事業モデル

同社はファンド運用を通じたベンチャー投資およびバイアウト投資を主軸とする事業を展開しています。主な収益源は、ファンドからの管理報酬と成功報酬、ならびに直接出資によるキャピタルゲインの獲得です。

2025年4月より国内投資への集中方針を決定し、海外子会社の譲渡を完了したことで、現在は国内ファンドのみを運用する体制へ移行しています。投資後の経営関与を高める「CO-FOUNDER」としての姿勢を貫き、起業家と共に企業価値の向上を図るモデルを構築しています。

KPI

同社の主要な収益源は、管理報酬および成功報酬といった運用の安定性を支える要素と、キャピタルゲインによる成長性の追求に分かれています。投資期間は約3年半をかけて新規投資を積み上げ、良質なポートフォリオを構築するサイクルを回しています。

2026年3月期の業績は、売上高21,619百万円、営業利益5,607百万円、当期純利益6,576百万円となりました。投資先企業のIPOやM&Aを通じた出口戦略の遂行が、キャピタルゲインおよび成功報酬の獲得に直結する構造となっています。

成長ドライバー

国内市場におけるベンチャー投資とバイアウト投資の両輪を推進することが成長の柱となります。特にバイアウト投資は、一定の収益力を持つ企業への投資により安定的なリターンを目指す特性を持っています。

また、2018年から導入しているパートナーシップモデルにより、トップキャピタリストが責任を負うフラットな組織体制を構築しています。この仕組みにより、個人の貢献とファンドのパフォーマンスを連動させ、投資運用力とファンド募集力のさらなる向上を図っています。

リスク

未上本株式への投資は、市場動向や経済情勢の影響を受けやすく、IPO市場の低調がキャピタルゲインや成功報酬の変動に直結するリスクがあります。特にシード・アーリーステージの企業は事業の不確実性が高く、経営資源の制約から外部環境の影響を強く受ける傾向にあります。

これに対し同社は、ベンチャーとバイアウトという異なるアセットクラスを保有することで、ポートフォリオの分散を図りリスクを低減しています。また、投資後の手厚いサポートや経営関与を通じて、投資先企業の価値向上と確実な出口戦略の確保に努めています。

競合

同社の事業領域では、他の専業ベンチャーキャピタルやプライベートエクイティファンド、さらには事業会社によるコーポレートベンチャーキャピタルとの間で、有望な未上場企業への投資案件獲得競争が激化しています。

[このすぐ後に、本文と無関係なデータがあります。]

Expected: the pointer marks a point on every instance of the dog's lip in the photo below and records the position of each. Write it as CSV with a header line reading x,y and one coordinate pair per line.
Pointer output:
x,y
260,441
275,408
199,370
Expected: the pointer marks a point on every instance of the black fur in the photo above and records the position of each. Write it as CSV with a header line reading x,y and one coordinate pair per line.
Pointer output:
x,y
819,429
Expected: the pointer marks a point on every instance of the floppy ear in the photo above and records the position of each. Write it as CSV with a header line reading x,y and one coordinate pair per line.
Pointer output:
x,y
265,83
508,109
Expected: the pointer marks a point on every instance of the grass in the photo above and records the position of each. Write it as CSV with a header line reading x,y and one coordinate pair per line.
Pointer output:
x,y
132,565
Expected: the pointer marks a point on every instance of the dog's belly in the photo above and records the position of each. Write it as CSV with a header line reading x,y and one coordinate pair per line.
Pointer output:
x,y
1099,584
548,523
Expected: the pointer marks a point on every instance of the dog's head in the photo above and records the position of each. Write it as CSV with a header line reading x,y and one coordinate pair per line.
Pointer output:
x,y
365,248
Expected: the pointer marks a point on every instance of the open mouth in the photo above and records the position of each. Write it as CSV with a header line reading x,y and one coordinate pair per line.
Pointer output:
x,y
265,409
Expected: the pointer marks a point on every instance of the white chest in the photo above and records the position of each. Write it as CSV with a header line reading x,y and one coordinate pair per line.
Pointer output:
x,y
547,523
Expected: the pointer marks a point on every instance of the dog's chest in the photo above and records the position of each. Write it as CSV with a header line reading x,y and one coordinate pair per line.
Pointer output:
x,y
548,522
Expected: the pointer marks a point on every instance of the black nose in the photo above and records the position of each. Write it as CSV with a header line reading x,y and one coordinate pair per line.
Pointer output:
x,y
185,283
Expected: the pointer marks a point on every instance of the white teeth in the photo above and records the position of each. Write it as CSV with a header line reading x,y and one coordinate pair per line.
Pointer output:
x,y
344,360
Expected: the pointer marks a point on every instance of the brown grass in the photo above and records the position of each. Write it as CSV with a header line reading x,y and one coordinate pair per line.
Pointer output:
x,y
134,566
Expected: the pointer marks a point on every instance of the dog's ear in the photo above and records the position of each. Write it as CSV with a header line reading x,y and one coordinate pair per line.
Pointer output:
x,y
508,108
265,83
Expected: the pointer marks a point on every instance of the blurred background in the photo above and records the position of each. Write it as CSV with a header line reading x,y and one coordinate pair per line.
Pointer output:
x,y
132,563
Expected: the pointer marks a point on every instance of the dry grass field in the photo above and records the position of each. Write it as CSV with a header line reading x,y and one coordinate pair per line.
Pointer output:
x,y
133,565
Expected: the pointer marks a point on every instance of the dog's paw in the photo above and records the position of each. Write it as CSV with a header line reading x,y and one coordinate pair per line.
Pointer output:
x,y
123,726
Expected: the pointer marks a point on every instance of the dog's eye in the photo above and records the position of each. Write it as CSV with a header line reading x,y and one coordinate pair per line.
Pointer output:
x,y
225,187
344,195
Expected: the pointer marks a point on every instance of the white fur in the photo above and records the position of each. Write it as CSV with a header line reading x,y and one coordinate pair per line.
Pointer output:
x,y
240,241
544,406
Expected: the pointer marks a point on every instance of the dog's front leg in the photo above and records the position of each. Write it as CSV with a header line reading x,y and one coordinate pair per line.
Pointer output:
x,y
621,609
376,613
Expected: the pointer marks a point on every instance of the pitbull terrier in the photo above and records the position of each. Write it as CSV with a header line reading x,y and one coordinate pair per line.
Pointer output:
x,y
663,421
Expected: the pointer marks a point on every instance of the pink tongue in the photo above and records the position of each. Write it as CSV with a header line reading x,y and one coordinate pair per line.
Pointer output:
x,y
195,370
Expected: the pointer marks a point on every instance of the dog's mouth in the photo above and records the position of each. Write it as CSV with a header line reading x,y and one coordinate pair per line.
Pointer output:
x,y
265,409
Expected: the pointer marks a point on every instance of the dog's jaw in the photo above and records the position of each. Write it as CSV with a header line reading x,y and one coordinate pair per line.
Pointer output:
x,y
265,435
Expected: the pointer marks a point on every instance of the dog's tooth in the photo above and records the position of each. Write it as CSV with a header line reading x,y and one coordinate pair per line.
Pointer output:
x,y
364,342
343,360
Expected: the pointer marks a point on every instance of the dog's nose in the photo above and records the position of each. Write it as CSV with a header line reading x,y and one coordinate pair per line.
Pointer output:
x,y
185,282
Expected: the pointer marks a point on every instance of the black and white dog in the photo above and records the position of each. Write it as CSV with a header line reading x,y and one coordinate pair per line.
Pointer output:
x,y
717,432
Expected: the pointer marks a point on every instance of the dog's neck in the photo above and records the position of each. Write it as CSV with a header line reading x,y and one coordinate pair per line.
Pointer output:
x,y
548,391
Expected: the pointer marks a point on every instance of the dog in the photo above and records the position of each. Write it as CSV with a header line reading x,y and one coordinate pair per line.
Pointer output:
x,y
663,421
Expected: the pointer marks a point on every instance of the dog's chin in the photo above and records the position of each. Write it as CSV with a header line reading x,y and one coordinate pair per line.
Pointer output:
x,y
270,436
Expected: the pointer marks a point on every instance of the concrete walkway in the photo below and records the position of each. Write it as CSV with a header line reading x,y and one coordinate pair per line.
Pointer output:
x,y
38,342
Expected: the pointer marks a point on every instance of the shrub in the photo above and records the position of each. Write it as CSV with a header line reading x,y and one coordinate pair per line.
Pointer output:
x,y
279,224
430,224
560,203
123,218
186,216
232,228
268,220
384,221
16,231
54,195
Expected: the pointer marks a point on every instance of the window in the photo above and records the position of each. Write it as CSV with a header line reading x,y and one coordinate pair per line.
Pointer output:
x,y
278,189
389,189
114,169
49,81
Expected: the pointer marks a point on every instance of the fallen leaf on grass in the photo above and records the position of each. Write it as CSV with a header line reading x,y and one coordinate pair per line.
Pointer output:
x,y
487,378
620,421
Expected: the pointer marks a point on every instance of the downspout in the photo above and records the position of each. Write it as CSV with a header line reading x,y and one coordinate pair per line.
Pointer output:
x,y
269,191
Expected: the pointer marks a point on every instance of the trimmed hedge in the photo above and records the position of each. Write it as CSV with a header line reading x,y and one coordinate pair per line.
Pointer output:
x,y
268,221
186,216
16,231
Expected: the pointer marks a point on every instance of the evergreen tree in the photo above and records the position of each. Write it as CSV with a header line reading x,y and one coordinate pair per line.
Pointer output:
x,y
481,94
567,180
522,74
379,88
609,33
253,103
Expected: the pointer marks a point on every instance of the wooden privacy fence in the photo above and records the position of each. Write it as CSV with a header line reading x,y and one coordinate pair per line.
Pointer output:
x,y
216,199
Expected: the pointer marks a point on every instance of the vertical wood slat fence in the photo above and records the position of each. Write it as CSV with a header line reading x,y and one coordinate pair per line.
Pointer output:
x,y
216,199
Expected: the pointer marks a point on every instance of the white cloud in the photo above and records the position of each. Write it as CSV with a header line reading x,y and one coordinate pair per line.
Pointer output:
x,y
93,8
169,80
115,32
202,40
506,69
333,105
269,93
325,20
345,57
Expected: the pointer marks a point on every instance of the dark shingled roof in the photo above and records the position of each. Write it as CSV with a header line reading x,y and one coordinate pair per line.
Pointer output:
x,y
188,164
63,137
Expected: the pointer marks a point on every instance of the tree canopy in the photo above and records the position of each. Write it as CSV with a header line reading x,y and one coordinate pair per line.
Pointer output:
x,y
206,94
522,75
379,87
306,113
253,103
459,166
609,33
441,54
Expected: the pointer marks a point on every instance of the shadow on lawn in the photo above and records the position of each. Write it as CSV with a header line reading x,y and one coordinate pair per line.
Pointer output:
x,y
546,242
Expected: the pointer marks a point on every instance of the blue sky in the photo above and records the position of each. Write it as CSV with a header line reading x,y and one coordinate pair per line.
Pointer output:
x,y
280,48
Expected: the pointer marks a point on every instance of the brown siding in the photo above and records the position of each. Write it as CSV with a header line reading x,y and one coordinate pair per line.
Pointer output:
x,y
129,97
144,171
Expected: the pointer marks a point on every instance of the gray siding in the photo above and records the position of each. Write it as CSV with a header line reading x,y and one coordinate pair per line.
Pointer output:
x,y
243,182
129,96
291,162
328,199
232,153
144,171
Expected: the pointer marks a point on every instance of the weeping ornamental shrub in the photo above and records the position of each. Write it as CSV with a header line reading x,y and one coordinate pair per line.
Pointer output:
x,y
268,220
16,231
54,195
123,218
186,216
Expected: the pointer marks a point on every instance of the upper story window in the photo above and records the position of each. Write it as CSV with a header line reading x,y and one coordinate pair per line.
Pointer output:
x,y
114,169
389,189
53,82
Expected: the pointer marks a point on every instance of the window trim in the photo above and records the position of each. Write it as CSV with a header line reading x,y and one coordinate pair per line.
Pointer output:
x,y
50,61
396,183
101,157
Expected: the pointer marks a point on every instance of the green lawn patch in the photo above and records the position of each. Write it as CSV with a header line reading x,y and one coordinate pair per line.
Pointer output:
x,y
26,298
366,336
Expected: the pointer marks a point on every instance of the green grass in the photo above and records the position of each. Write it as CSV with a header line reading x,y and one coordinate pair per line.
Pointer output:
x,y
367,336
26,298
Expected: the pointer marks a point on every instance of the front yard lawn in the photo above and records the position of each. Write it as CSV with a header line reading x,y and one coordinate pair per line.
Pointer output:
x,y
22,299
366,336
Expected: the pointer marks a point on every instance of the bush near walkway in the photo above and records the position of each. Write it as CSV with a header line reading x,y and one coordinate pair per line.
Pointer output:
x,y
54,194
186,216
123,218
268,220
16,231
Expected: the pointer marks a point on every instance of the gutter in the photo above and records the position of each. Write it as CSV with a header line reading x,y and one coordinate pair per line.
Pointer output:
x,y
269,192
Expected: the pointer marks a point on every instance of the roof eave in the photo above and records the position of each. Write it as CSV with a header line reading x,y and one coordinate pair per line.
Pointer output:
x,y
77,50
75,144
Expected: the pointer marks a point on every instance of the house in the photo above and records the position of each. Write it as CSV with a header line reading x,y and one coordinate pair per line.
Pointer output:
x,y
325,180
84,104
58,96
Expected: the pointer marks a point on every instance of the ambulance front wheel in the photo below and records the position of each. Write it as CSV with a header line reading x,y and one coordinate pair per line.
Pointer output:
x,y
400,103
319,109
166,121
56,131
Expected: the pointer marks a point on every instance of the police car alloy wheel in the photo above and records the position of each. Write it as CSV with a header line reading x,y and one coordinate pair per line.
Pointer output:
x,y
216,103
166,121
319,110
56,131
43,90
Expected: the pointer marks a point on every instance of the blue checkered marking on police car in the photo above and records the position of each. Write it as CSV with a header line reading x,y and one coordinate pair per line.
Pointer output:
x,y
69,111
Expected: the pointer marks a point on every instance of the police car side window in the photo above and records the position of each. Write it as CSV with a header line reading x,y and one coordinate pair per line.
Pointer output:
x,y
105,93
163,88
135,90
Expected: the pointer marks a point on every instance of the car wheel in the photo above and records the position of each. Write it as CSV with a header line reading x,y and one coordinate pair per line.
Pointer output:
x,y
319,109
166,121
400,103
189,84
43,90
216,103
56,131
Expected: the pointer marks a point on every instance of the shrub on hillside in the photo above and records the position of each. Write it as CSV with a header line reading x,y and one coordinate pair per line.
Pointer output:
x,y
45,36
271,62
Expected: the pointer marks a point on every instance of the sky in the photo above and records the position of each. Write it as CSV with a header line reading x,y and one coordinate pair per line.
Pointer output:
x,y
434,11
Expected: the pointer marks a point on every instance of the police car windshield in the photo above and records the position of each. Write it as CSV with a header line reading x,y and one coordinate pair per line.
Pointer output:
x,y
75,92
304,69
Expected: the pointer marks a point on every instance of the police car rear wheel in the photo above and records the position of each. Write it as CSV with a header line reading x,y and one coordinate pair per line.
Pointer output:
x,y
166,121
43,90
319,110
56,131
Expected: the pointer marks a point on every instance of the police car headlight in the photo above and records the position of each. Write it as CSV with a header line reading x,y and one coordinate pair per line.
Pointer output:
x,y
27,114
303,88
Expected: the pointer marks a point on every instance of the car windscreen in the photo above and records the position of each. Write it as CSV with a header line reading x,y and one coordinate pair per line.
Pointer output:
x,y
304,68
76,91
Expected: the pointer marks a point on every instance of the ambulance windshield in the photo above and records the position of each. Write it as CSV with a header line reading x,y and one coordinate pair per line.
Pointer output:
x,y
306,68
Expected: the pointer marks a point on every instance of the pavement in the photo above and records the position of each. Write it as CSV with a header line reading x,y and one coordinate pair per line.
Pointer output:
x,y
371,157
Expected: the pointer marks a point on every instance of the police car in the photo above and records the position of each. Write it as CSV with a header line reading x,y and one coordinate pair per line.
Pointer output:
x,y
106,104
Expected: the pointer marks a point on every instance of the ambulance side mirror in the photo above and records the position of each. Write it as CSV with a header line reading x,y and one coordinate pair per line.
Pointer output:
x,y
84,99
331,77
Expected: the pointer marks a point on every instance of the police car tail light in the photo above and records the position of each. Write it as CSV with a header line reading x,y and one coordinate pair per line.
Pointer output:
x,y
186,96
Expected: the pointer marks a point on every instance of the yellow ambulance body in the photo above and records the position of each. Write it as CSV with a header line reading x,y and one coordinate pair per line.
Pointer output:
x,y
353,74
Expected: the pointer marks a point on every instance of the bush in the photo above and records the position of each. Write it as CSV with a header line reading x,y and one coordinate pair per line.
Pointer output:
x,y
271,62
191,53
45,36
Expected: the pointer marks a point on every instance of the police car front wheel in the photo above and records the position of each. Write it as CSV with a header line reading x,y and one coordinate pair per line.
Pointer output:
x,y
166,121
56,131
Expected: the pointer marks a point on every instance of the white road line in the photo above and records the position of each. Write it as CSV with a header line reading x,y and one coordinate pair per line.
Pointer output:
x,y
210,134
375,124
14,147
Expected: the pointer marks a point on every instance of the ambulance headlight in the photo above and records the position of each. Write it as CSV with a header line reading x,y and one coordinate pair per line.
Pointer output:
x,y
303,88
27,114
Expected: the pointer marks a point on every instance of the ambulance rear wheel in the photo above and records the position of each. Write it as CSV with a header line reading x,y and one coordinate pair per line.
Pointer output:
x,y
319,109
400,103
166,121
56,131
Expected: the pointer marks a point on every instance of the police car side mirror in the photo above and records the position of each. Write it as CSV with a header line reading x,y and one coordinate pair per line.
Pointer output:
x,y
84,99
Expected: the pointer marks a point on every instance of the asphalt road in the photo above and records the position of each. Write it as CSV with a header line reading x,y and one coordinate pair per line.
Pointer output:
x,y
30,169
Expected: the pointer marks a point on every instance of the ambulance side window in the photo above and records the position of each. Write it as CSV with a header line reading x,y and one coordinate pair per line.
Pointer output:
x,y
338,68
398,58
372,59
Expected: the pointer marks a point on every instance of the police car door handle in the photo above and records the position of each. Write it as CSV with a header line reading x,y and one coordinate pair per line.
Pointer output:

この競争環境において、同社は独自のネットワークとリソースを活用し、単なる資金提供者ではない「CO-FOUNDER」としての立ち位置を明確にしています。高度な経営関与を通じて競合他社との差別化を図り、優位性の確保を目指す戦略をとっています。

バリュエーション

2026年8月17日時点の市場データにおいて、同社の株価は2,297円となっており、時価総額は約1209.1億円です。この時点でのPERは18.55倍、PBRは0.90倍と算出されています。

また、同日のデータに基づく配当利回りは5.79%となっています。これらの指標は、国内投資への集中戦略への移行や、独自のパートナーシップモデルによる経営基盤の強固さを反映する要素となります。